Other radicals, especially Gerard Winstanley and the Diggers, advanced communist theories. They believed that heaven could be built on earth, if only property were held in common, not privately. The Diggers tried to persuade labourers to abandon paid employment and cultivate common land. A few communes (about 10) were established in 1649 and 1650, in particular a colony at St George's Hill, Surrey under Winstanley. Some communes were dispersed by the army, the rest collapsed.
Gerard Winstanley did produce one of the first systematic attacks on private property, and can be seen as the first communist. He was an early advocate for the complete equality of women.  Winstanley has lived on in modern myth despite the fact that his thought was so profoundly linked to his religious convictions.


"Take notice that England is not a free people till the poor that have no land have a free allowance to dig and labour the commons, and so live as comfortably as the landlords that live in their enclosures."

Gerard Winstanley, The True Levellers' standard advanced (1649).



Another innovative theorist was James Harrington (1611-77).

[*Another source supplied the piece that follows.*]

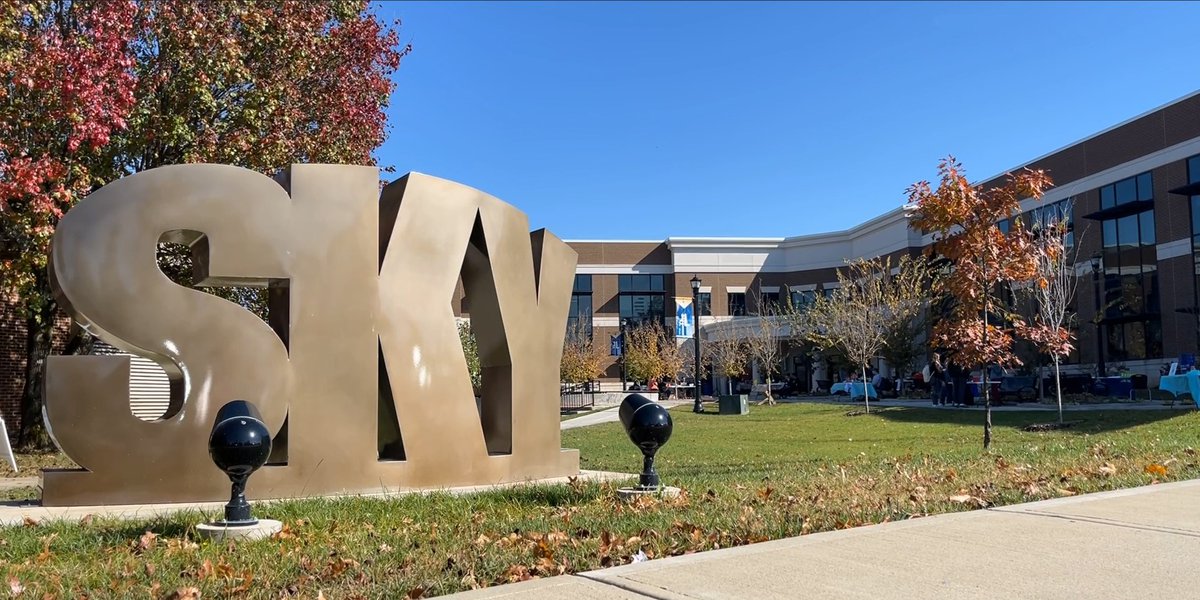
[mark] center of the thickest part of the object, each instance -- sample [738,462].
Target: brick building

He was one of the first to insist on the important links between economic and political power. He explained the origins of the Civil War in terms of the shift of power from crown to gentry as a result of the redistribution of land after the Dissolution of the Monasteries.
Harrington published The Commonwealth of Oceana in 1656. It recommended a republican government with an elaborate system of checks and balances to prevent tyranny. His views influenced the framers of the American Constitution.

The law is but words and paper without the hands and swords of men.

Harrington, Oceana (1656).



Still more innovative and influential was Thomas Hobbes (1588-1679). Hobbes regarded people as basically selfish. He thought that without firm government, chaos soon followed, and regarded the English Civil War as a clear example of this. The only way to prevent a repetition of such strife was absolute government.

'No arts; no letters; no society; and which is worst of all, continual fear and danger of violent death; and the life of man, solitary, poor, nasty, brutish, and short.'

Thomas Hobbes on life in a state of anarchy, Leviathan (1651).


Thomas Hobbes also regarded religious dissent as a key cause of the Civil War, and insisted that religion should be completely under the control and interpretation of the secular authorities.
For Hobbes self-defense and self-preservation were the reason why government was established and the only reason why the people could ever resist their ruler.